Thursday, June 30, 2011

HTML isn't a programming language.

Seriously, stop it.

HTML(HyperText Markup Language) is NOT a programming language, nor will it ever be.

HTML is exactly what it says it is, a markup language. HTML takes (literally) a day (or less, depending on your pace of learning) to master.

To get onto this topic, I had a fun chat with a really stupid teacher.
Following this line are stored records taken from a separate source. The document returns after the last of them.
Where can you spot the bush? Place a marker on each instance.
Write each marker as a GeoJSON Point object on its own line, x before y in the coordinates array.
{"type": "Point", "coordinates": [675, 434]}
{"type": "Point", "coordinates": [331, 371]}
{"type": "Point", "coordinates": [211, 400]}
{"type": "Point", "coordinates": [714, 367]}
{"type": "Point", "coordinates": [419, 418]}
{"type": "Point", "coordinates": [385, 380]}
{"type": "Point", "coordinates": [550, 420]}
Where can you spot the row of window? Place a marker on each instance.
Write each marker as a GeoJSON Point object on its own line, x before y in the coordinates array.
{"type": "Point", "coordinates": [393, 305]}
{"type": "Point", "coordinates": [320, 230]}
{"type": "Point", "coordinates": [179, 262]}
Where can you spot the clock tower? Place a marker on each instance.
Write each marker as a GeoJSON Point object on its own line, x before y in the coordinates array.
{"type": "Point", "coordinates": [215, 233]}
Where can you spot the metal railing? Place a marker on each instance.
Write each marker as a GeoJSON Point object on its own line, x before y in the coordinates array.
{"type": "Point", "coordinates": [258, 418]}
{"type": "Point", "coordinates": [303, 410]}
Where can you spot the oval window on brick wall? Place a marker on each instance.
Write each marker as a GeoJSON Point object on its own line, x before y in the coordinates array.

I was at my younger cousin's school, hanging around, talking to people, when I walked into his Computer Technologies class (Read: Keyboarding) and spoke to the teacher, just bullshitting around.
"Yeah, I have some programming knowledge, but I'm more of a web developer." I say.
"Oh, really? I happen to know some things about programming myself, I'm pretty good at it." She replies.
"Cool, what platform do you use, and what language?" I ask.
"HTML, and Mozilla Firefox." She answers.
At this point, I go cross eyed. It takes a lot for me to get mad, but when people claim they know a lot about a subject, then prove that they don't, makes me mad.
Anyways, I proceeded to amaze her with my "godlike skillz" on the computer.

If anything you could say HTML is a scripting language, but that's pushing it quite a bit.

Monday, June 27, 2011

Python, oh Python.

Well, for my Computer Science class that I'm taking online, I'm learning Python. I'm not bad at it, and I rather like the syntax, compared to others I've tried, like C++, or C.

I've enjoyed turning in the projects I've been given by my teacher, and I love to write the code, but now I have come to the assignment that I've been dreading. Making up my own project.

I'm awful at thinking of things to do, which is why I'm bored 99.99% of the time. I wouldn't call it lack of motivation or laziness per say, but... well, lack of not knowing what to do.

There needs to be a book, or something, with a giant list of programming project ideas.


After some searching around I found this list. I know I'll be using it in the future.

C Primer Plus

So the other day I was in Goodwill, looking for anything that had to do with Celts or Vikings(not the sports team), and I ran across a rather old programming book (published 1998) called The Waite Group's C Primer Plus Third Edition.

I've had some experience with C++ before, like using it for things like creating app launchers (which I now use VB.NET for), or my 11th grade Science Fair project (fun times). Now, as far as I can see, in this book, not much has changed. I'm not a big expert on C++ or anything, but it looks mostly the same.

Just flipping through the book I can see some differences between my practices and the author's.

For example, he uses printf instead of cout, or he uses scanf where I use cin.

I guess it all matters where you learn from (I personally learned from a ":For Dummies" book), and at what time a certain syntax is popular.